Leacht, Oileán Máisean, Co. Galway
Co. Galway |
Holy Sites & Wells
On a small island off the Galway coast, a low scatter of granite boulders marks something that is easy to walk past and hard to read.
What survives here is a leacht, a type of commemorative or votive cairn associated with early Christian devotional practice in Ireland, typically built as a focus for prayer or as a monument to a holy person. This one has collapsed so thoroughly that its exact boundaries are difficult to establish, but measurements suggest it was originally roughly rectangular, running about three metres north to south and two and a half metres east to west.

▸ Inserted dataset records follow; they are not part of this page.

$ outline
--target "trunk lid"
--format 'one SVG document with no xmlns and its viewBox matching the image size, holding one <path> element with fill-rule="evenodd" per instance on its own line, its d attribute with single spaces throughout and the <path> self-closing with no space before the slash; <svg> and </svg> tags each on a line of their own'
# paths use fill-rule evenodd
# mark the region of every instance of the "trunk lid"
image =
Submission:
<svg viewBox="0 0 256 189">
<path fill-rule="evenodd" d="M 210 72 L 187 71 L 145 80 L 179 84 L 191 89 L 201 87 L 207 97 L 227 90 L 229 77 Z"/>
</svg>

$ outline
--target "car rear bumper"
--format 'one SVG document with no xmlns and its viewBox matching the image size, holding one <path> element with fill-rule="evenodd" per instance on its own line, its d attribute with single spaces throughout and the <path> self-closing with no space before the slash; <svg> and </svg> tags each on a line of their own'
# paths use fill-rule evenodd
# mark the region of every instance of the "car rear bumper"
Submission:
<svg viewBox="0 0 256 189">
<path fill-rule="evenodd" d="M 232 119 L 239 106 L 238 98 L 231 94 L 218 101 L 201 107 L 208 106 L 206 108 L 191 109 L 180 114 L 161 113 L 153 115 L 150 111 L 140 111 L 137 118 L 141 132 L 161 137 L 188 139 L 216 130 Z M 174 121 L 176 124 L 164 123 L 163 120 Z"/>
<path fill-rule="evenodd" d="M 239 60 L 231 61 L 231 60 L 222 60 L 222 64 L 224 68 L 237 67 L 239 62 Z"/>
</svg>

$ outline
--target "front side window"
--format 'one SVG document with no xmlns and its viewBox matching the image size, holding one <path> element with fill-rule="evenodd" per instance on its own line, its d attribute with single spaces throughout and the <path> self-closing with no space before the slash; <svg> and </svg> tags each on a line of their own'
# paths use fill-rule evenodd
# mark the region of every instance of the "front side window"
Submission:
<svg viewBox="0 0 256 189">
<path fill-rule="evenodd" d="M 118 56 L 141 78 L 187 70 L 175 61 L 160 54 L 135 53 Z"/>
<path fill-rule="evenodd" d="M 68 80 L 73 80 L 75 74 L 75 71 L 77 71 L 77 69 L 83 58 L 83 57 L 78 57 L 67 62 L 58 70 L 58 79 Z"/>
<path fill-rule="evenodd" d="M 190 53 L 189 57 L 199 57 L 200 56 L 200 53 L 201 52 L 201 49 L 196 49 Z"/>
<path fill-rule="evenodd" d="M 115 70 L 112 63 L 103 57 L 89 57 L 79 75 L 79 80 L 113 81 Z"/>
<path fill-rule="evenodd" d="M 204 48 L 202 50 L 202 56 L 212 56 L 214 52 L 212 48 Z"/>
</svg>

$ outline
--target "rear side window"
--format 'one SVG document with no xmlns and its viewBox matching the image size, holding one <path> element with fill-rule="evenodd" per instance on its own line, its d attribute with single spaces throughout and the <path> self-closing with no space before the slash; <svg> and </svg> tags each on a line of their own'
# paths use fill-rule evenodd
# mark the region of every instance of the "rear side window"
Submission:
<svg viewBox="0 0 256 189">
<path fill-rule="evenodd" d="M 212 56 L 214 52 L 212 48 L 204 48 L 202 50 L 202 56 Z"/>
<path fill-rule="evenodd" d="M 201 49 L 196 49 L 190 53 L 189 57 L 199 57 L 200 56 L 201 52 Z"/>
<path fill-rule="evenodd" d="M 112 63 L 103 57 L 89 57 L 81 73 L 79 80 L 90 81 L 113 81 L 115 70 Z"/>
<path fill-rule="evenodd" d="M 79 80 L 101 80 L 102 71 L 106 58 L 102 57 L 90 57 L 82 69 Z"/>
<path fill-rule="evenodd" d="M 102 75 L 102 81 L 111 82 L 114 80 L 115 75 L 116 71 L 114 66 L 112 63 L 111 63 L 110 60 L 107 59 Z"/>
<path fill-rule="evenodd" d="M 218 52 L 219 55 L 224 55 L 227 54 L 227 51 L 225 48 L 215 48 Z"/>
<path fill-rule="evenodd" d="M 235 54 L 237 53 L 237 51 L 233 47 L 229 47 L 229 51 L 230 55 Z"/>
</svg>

The structure sits on Oileán Máisean, around twenty metres north-north-west of an early Christian church, and it appears to belong to the same religious complex. A second leacht survives about fifteen metres to the south-east, that one still visible within a curving enclosure surrounding the church itself, and the two were probably similar in form when intact. The collapsed mound is built primarily from granite boulders, though a single limestone slab was also recorded among the rubble, an unusual material in this granite-dominated context. More striking still is a pillar stone standing in the northern half of the structure, leaning sharply to the east, as though it has been slowly giving way for centuries. Such pillar stones are a recurring feature of early Irish ecclesiastical sites, sometimes serving as grave markers, sometimes as devotional focal points, and often defying a tidy single interpretation.